Faute de goût

Premier soir au Retour de pêche, un hôtel de Ploërmel où je suis en déplacement pour quelques jours. La chambre est deux fois plus petite que celle du Thy où j’ai dormi jeudi dernier et bien moins agréable — la porte des chiottes ne ferme pas, par exemple. Il me restera un troisième hôtel à tester dans quinze jours, et s’il faut revenir une quatrième fois (il faudra bien), hé bé comme qui dirait, j’aurai toutes les cartes en main.

Soirée étape = restaurant de l’hôtel. La plupart des tables sont en bois, celle qui m’échoit (« Un couvert ? ») a sa nappe, blanche avec dessins de bateaux, recouverte d’un plateau de verre. Pile en-dessous du néon à lumière noire, qui vrille l’œil de façon légère mais lancinante, donne de beaux reflets à l’eau de la carafe, et transforme les pages blanches de mon Libé en pages jaunes de Midi Olympique. Oui, je lis le journal à table au resto.
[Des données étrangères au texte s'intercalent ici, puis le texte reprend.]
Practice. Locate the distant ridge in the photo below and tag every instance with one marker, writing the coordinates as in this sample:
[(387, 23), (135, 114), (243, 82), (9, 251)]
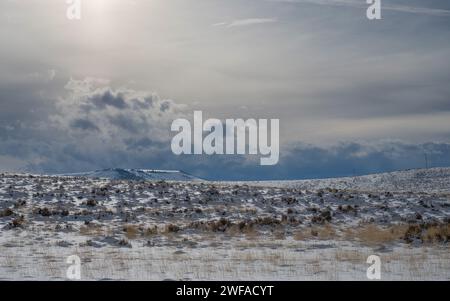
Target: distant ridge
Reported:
[(136, 174)]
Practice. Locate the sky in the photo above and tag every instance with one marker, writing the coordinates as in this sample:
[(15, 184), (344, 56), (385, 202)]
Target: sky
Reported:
[(353, 96)]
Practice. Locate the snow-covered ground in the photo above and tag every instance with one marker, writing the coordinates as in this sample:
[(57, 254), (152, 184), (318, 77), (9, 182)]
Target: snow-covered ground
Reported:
[(291, 230)]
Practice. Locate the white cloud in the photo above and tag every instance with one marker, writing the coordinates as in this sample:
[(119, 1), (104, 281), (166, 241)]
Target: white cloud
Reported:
[(246, 22), (391, 7)]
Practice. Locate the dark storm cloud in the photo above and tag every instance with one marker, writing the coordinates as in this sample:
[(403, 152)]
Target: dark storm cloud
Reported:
[(84, 124), (108, 98)]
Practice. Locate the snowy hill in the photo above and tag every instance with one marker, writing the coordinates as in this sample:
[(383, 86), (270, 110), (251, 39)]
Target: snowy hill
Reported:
[(137, 174), (416, 180)]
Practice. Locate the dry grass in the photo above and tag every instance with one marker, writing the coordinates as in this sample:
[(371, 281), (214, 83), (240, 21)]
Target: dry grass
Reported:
[(327, 231), (131, 231), (375, 235)]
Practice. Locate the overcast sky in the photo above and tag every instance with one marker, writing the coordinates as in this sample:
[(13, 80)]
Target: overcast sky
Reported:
[(353, 96)]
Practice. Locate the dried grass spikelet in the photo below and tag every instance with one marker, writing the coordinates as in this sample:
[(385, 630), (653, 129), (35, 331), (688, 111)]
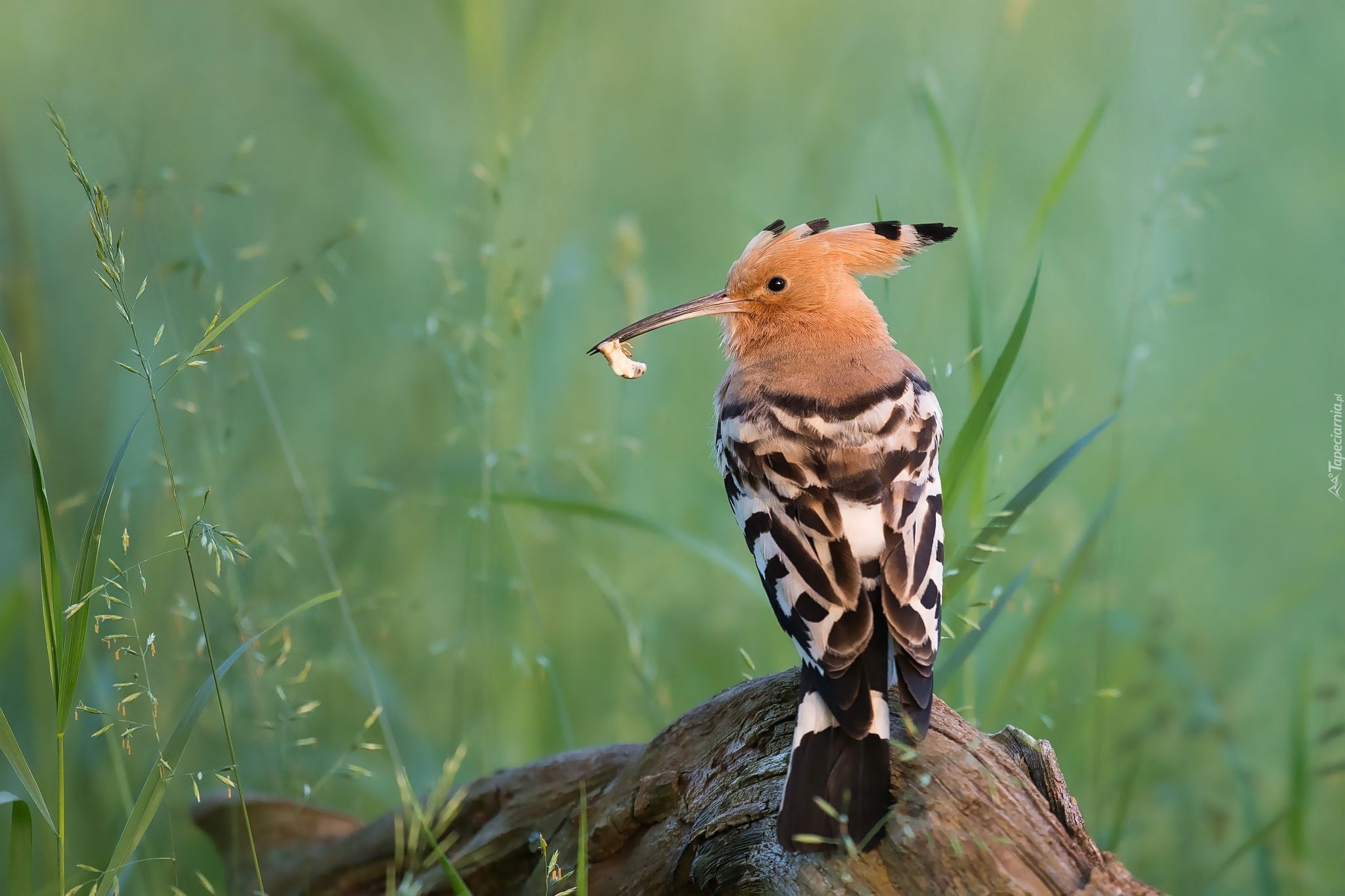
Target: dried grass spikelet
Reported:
[(618, 355)]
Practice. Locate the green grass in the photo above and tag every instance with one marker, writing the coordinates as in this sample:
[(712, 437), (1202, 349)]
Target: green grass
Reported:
[(452, 200)]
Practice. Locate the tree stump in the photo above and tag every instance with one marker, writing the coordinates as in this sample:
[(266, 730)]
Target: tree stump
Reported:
[(693, 812)]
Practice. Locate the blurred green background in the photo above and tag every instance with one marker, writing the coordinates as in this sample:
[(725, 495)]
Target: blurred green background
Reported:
[(466, 195)]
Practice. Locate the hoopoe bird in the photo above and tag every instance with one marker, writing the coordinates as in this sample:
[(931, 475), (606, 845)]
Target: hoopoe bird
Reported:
[(827, 438)]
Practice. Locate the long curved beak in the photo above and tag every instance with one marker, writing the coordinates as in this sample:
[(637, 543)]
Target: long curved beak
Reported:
[(713, 304)]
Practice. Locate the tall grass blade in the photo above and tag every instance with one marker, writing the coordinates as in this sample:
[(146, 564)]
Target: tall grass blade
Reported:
[(365, 109), (445, 864), (20, 844), (1124, 801), (217, 331), (1254, 842), (51, 621), (1063, 174), (581, 859), (156, 785), (984, 545), (969, 224), (76, 628), (11, 750), (1055, 602), (1300, 775), (703, 548), (966, 644), (977, 426)]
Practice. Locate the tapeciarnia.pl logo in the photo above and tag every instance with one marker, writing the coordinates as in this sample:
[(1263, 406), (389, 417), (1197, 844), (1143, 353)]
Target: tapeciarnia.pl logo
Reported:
[(1333, 468)]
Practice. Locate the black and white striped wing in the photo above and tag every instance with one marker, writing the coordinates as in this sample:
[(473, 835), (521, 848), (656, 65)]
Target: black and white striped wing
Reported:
[(816, 490), (912, 559)]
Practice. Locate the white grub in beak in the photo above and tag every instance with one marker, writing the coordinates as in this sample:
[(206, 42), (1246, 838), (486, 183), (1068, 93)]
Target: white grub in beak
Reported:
[(619, 359), (619, 356)]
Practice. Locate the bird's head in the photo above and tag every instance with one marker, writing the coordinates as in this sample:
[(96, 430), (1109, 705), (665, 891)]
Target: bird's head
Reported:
[(802, 284)]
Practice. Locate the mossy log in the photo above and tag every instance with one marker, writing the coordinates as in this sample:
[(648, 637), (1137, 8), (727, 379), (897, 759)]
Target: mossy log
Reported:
[(693, 812)]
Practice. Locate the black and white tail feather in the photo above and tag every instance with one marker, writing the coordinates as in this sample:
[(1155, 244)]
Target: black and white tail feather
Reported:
[(843, 509)]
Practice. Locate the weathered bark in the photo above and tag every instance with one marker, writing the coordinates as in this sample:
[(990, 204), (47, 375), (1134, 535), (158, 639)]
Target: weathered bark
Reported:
[(693, 812)]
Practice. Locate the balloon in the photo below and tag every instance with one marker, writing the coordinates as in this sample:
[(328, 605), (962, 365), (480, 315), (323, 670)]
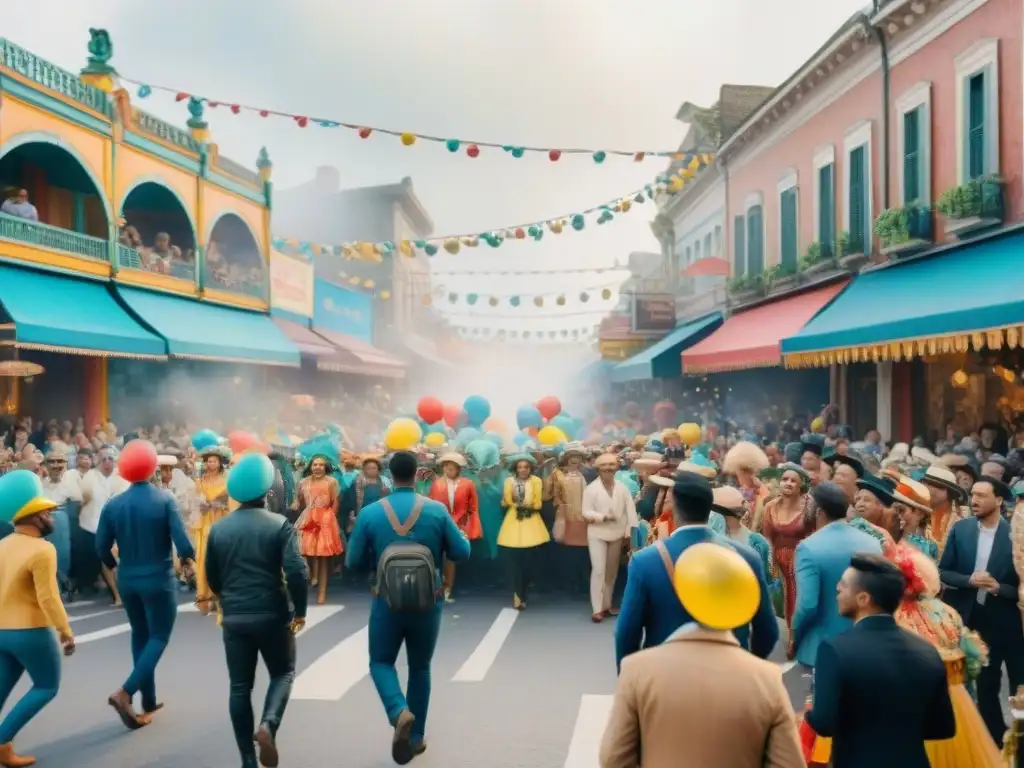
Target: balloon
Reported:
[(528, 416), (430, 410), (250, 478), (689, 433), (137, 461), (204, 438), (549, 407), (716, 586), (452, 414), (551, 435), (401, 434), (477, 410)]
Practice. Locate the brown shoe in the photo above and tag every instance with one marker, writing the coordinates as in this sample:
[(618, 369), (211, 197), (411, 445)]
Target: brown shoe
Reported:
[(9, 760), (267, 748)]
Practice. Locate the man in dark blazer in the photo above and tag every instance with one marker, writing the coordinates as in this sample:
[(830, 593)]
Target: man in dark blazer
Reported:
[(981, 584), (880, 692)]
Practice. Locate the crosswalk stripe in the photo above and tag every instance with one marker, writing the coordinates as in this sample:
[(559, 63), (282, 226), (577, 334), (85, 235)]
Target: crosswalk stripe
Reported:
[(337, 672), (476, 667), (591, 721)]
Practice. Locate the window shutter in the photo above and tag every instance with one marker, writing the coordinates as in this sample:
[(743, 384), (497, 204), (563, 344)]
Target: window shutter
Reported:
[(738, 246), (787, 206), (826, 210), (911, 156), (976, 125), (857, 201)]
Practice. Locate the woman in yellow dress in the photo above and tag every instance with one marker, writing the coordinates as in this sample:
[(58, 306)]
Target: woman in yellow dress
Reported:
[(212, 503), (523, 528)]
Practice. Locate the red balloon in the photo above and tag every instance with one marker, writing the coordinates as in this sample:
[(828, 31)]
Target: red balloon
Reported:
[(430, 410), (137, 461), (549, 407)]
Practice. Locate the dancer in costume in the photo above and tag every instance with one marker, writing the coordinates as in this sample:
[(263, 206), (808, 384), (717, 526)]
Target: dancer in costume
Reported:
[(523, 529), (212, 504), (30, 608), (320, 534), (460, 499)]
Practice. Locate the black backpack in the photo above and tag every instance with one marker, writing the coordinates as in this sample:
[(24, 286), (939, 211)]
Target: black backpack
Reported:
[(407, 576)]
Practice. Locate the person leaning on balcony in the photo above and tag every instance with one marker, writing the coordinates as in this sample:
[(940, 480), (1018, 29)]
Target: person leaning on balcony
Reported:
[(18, 205)]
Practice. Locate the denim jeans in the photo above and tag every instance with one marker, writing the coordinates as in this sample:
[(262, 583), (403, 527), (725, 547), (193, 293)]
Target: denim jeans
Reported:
[(388, 630), (245, 642), (152, 614), (37, 652)]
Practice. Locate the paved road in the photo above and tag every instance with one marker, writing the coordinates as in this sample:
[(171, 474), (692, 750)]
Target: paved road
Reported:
[(509, 689)]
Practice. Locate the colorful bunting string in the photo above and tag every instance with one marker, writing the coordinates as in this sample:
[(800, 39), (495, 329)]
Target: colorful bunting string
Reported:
[(453, 244), (471, 147)]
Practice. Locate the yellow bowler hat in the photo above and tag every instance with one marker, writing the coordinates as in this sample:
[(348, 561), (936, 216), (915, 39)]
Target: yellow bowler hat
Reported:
[(22, 496), (716, 586)]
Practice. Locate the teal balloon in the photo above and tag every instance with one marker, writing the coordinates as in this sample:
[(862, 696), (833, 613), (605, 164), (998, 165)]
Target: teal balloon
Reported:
[(250, 478)]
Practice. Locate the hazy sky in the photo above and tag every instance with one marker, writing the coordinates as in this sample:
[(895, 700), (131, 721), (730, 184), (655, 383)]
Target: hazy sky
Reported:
[(577, 73)]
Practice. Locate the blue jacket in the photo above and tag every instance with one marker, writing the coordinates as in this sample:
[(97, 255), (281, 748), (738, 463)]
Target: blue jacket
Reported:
[(821, 560), (651, 611), (434, 529), (142, 521)]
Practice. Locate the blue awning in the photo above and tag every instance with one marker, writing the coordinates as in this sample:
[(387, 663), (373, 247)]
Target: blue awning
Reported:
[(961, 297), (57, 313), (196, 330), (663, 359)]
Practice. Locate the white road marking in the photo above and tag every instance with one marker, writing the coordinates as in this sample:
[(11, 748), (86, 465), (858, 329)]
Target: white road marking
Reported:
[(591, 721), (337, 672), (476, 667)]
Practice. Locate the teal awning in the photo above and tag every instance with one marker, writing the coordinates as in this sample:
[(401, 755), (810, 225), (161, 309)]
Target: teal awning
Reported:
[(196, 330), (967, 296), (663, 359), (57, 313)]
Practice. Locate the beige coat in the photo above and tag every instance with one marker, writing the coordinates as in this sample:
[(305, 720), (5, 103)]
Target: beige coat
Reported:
[(699, 700)]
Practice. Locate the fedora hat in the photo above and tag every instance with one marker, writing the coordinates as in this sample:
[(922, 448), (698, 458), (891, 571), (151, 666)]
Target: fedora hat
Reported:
[(942, 476)]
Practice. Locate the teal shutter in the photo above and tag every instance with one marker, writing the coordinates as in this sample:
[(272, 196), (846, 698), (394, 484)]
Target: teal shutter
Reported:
[(755, 241), (826, 209), (787, 215), (857, 212), (911, 156), (976, 125), (738, 246)]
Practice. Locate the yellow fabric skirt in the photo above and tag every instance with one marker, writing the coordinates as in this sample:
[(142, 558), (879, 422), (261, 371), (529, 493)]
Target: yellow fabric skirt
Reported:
[(971, 748), (517, 534)]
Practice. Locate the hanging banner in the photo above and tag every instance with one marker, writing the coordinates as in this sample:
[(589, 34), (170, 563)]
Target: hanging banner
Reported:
[(291, 285)]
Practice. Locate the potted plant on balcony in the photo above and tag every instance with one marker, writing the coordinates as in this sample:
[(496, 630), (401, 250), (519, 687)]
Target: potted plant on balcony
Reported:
[(903, 229), (978, 204)]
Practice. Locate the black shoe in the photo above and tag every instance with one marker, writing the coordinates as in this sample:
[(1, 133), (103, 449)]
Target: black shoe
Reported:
[(401, 742)]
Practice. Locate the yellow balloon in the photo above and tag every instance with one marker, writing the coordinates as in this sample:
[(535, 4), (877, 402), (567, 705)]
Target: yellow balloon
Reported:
[(689, 433), (402, 434), (716, 586), (551, 436)]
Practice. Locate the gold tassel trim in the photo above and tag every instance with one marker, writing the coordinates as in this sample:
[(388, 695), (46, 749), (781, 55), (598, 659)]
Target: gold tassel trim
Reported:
[(1009, 337)]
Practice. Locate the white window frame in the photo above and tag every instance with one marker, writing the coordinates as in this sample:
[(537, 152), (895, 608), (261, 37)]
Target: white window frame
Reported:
[(859, 135), (982, 56), (788, 181), (822, 158), (918, 95)]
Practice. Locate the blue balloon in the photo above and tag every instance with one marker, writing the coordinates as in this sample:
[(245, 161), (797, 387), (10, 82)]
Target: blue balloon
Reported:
[(477, 410), (250, 478), (528, 416)]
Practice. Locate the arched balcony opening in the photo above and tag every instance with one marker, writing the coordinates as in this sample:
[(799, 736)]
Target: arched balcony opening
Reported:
[(157, 233), (233, 261), (48, 199)]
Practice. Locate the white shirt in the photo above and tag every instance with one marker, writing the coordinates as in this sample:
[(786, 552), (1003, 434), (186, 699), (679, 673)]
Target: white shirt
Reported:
[(102, 488), (986, 538)]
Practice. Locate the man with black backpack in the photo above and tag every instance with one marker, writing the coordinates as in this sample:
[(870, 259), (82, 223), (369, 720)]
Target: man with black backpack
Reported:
[(404, 537)]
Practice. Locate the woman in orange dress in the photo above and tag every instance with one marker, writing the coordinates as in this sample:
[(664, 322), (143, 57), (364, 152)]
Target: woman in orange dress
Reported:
[(320, 535)]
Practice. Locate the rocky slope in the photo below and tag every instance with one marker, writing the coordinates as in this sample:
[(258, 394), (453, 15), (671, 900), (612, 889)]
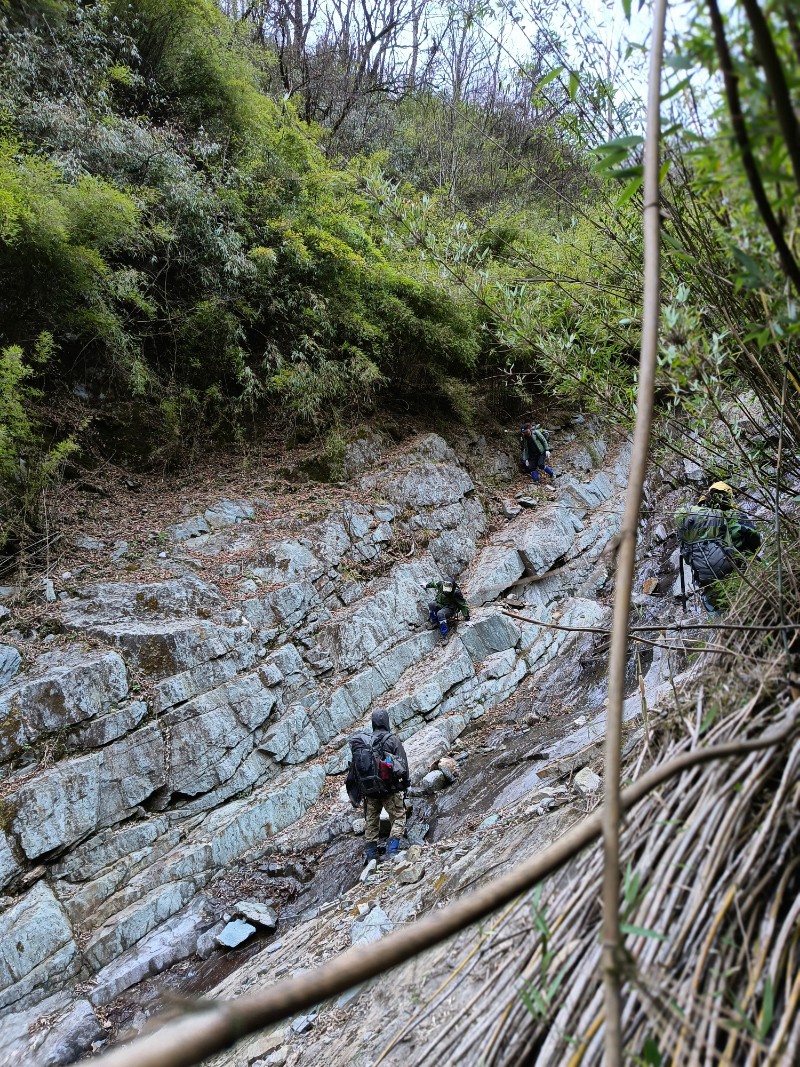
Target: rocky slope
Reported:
[(194, 725)]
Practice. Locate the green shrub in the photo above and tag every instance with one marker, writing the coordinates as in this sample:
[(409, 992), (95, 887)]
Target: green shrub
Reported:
[(27, 465)]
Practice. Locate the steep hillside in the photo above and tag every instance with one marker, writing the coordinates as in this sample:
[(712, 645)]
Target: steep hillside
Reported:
[(191, 715)]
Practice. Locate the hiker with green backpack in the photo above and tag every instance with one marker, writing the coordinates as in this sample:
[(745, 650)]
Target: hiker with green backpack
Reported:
[(534, 450), (716, 540), (378, 777)]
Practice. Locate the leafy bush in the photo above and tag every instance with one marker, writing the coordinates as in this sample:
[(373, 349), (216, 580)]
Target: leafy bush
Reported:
[(26, 464)]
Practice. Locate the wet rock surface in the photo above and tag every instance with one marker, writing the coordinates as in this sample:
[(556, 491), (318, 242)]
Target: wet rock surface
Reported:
[(211, 717)]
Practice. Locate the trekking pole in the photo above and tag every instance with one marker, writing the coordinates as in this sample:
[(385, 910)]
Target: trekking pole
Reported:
[(683, 584)]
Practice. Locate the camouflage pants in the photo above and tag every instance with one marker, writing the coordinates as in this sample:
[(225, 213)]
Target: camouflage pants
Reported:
[(396, 811)]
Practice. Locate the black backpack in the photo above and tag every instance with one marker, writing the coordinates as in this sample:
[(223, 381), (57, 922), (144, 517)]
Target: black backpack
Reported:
[(368, 752)]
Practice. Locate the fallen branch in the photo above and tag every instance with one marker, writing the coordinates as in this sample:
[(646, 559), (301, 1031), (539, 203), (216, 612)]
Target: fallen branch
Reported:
[(191, 1039)]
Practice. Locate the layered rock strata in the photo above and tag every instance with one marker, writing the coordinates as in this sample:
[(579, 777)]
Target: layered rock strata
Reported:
[(180, 729)]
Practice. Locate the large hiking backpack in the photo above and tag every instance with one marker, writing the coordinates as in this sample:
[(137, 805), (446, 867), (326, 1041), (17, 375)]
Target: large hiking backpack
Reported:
[(368, 764), (705, 544)]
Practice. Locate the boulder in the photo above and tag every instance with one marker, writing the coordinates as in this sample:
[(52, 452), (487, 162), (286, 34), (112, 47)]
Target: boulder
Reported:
[(260, 914), (292, 739), (37, 952), (228, 513), (376, 623), (434, 781), (128, 925), (10, 661), (210, 735), (168, 944), (376, 925), (235, 934), (286, 604), (587, 782), (191, 527), (429, 486), (542, 538), (175, 598), (496, 568), (81, 687), (70, 1037), (161, 648), (287, 561), (239, 825), (9, 865), (78, 796), (412, 873), (488, 632), (449, 768)]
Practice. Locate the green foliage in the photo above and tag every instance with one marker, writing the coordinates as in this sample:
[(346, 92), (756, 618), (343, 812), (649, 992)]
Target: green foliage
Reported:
[(27, 464)]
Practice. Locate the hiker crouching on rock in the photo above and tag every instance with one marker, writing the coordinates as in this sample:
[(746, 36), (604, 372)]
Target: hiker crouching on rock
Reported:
[(716, 539), (536, 454), (448, 603), (379, 776)]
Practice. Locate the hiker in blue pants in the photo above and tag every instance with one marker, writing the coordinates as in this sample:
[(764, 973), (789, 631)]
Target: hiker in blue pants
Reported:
[(534, 449), (449, 601)]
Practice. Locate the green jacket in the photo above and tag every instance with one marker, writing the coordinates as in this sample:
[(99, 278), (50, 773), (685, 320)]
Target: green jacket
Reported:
[(453, 599), (699, 522), (534, 445)]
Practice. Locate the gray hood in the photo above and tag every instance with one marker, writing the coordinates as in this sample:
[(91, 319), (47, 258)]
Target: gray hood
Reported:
[(381, 719)]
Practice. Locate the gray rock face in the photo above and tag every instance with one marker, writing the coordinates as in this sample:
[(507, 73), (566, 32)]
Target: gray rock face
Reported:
[(235, 934), (81, 795), (211, 735), (488, 632), (434, 781), (9, 865), (496, 568), (192, 527), (293, 739), (287, 561), (380, 620), (171, 942), (63, 696), (175, 598), (72, 1036), (37, 951), (586, 781), (237, 702), (543, 537), (260, 914), (10, 661), (376, 925), (228, 513)]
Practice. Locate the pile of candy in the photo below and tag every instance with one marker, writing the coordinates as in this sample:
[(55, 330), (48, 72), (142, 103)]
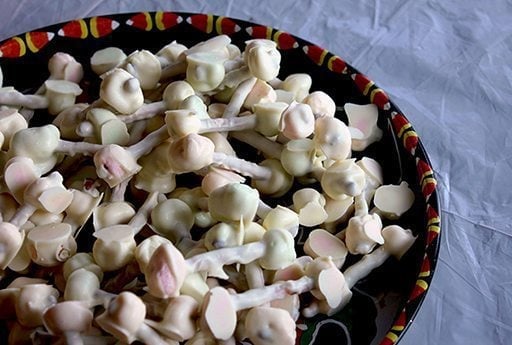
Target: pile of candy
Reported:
[(178, 113)]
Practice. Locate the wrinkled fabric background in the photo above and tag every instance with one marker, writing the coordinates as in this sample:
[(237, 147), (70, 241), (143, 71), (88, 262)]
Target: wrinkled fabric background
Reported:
[(447, 65)]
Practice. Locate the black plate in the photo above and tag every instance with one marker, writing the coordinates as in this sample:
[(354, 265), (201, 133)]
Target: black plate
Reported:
[(385, 302)]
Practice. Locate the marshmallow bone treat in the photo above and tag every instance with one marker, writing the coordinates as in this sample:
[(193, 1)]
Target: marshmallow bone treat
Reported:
[(201, 169)]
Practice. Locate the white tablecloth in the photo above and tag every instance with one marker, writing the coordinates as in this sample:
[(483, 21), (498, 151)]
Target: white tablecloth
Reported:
[(448, 66)]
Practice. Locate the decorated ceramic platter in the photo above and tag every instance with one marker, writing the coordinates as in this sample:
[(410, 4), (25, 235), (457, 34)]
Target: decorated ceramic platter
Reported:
[(385, 302)]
Sinon, je me fais chier entre les plats.

Pourtant, il n’y a pas de quoi s’ennuyer ici : à la droite de ma table, un palmier en plastique trône majestueusement. Sur la table, une fleur non identifiée en plastique, et un alligator, en plastique itou. Environ soixante-dix centimètres de long hors tout, le bestiau. Gueule ouverte, exhibant fièrement une dentition sans carie. Regret d’avoir laissé l’appareil photo dans la chambre. Il y a d’autres animaux en plastique sur plusieurs autres tables, beaucoup d’autres plantes en plastique et même des vahinés en carton. Ambiance resto de plage dans un pays chaud. Au fond de la salle, il y a encore une imitation de bar à punch pour faire comme dans les séries télé.

Et puis le clou du spectacle : de faux lampions romains. Des demi-sphères en métal noir retournées et suspendues par trois chaînes au plafond, desquelles s’échappe une flamboyance mordorée. Sauf que la flamboyance ne résulte pas de la combustion d’une huile épaisse imbibant une mèche de forte section, mais de l’agitation, par un petit ventilateur, d’une toile triangulaire et synthétique au-dessus d’une ampoule à incandescence typique de l’âge industriel.

C’est de très mauvais goût, mais ça a le mérite d’aller au bout de l’idée. À un (gros) détail près : les chaises. Va trouver, sur une plage d’Acapulco, des chaises en chêne à haut dossier, revêtues d’une tapisserie à grosses fleurs marron. Chez ta grand-mère, oui. À Acapulco, non.

Un commentaire

  1. Publié le 19 mai 2006 à 17:12 | Permalien

    Un grand plaisir, rare et cher, que je m’offre de temps en temps. Commander un plat simple dans une brasserie, l’attendre en buvant une bière d’un oeil et en lisant le journal de l’autre. Libé ou Le Monde. Les rares jours de sérénité ce peut même être le Monde Diplo. Et puis manger en continuant à lire, ou l’inverse, parceque c’est une véritable fusion nourricière.
    Regarder les gens.
    Lire un dernier petit article en fumant le café-clope jusqu’à ce que la mollesse de la digestion emporte définitivement ma concentration.
    Regarder les gens. Et partir avec un sourire regonflé.